1. Reading a table of users by how many years they've been active in
2. Reading the review file: this is used to find what the test users have rated

In [0]:
filepath = '/content/gdrive/My Drive/Summer Research 2019/Individual Work Folder/Jonathan/user_years_with_rating.csv'
df_y = pd.read_csv(filepath, index_col=0)

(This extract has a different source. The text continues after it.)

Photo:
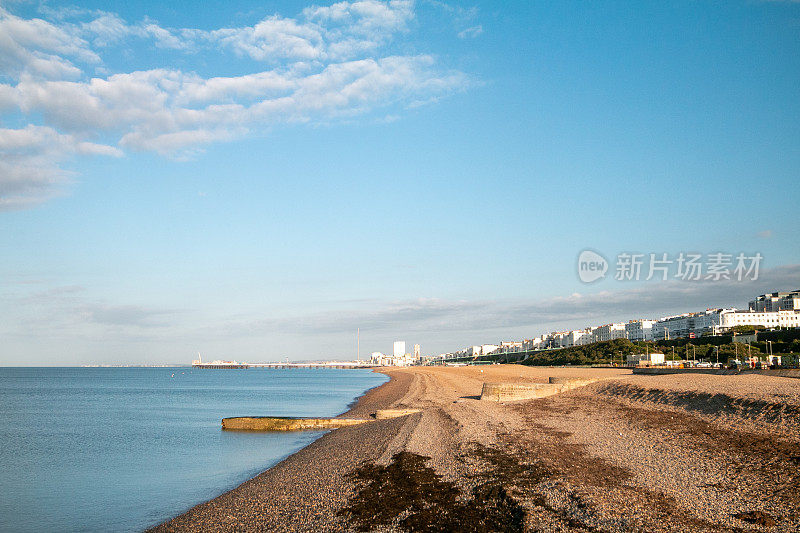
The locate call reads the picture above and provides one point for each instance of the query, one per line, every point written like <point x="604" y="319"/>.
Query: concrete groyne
<point x="277" y="423"/>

filepath = '/content/gdrive/My Drive/Summer Research 2019/Individual Work Folder/Ian/yelp_detailed_small.csv'
df_r = pd.read_csv(filepath)

df_y.head(10)

Unnamed: 0,user_name_id,years_with_rating
0,T. A.: ZT70ZzpVrWl013A-sId3Kw,9
1,Lisa: qmjoMFMZdLH69_6eGTGDZw,9
2,Jamie: D7vqQ2D1mmj_1EV1lNXsnQ,8
3,Mariam: VQKHUfAhPJ5wmNthq62mfQ,8
4,J: BsK9Oy3pTJ0SCdaKsgx_AQ,8
5,Edward: 5QOtcHU1SoqEqBCRR6FhsA,8
6,Heather: ymi0YEAIyZm9DN0H-OBb5A,8
7,Grace: Jiw1kr7W1IbbqL1p_V7d1A,8
8,Tony: StYuEMDMWO1IOdMz5zgE8Q,8
9,Kelly: 1TVhmXcDVqFTtyJNKEFVxw,8


## Getting the user test set
Here we extract the top x users as canidates for testing

In [0]:
# from the top users, find their reviews and make a dictionary <User, {set of users' businesses they reviewed}>
# x is assigned for the amount of users we want to search through
x = 100

df_y = df_y.iloc[0:x]
df_y = df_y['user_name_id'].tolist()

df_y[0:5]

['T. A.: ZT70ZzpVrWl013A-sId3Kw',
 'Lisa: qmjoMFMZdLH69_6eGTGDZw',
 'Jamie: D7vqQ2D1mmj_1EV1lNXsnQ',
 'Mariam: VQKHUfAhPJ5wmNthq62mfQ',
 'J: BsK9Oy3pTJ0SCdaKsgx_AQ']

In [0]:
dict_ub = {}
for i in df_y:
  df_temp = df_r[df_r['user_name_id'] == i]
  s = set(df_temp['business_name_id'])
  dict_ub[i] = s
len(dict_ub[df_y[0]])

54

## Comparing user review
We take the set from each user and intersect it with the total business set, and map it as the new set within the dict

In [0]:
s = set(df_v.columns)
for i in dict_ub.keys():
  dict_ub[i] = s.intersection(dict_ub[i])
len(dict_ub[df_y[0]])

17

## Generating predictions w/ cross-validation
For each user, we iterate through their set by:

1.   Multiply U and V
2.   Selecting one element out of the set to exclude
3.   Running Pearson correlation against the clusters with remaining set to find the most common cluster
4.   See what rating is predicted

In [0]:
# multiplying U and V
# converting to numpy to multiply
u = df_u.to_numpy()
v = df_v.to_numpy()
uv = np.matmul(u, v)
# converting back to dataframe
uv = pd.DataFrame(uv, columns = df_v.columns)

# list of error 
i_abs_diff = []

# For every <User, Set> pair
for i, j in dict_ub.items():
  # we exclude testing on any persons with less than 3 common businesses
  if len(j) < 3:
    continue
  # make a pivot table to extract the user's reviews
  temp_pivot = df_r[df_r['user_name_id'] == i]
  temp_pivot = temp_pivot.pivot(index = 'user_name_id', columns = 'business_name_id', values = 'stars')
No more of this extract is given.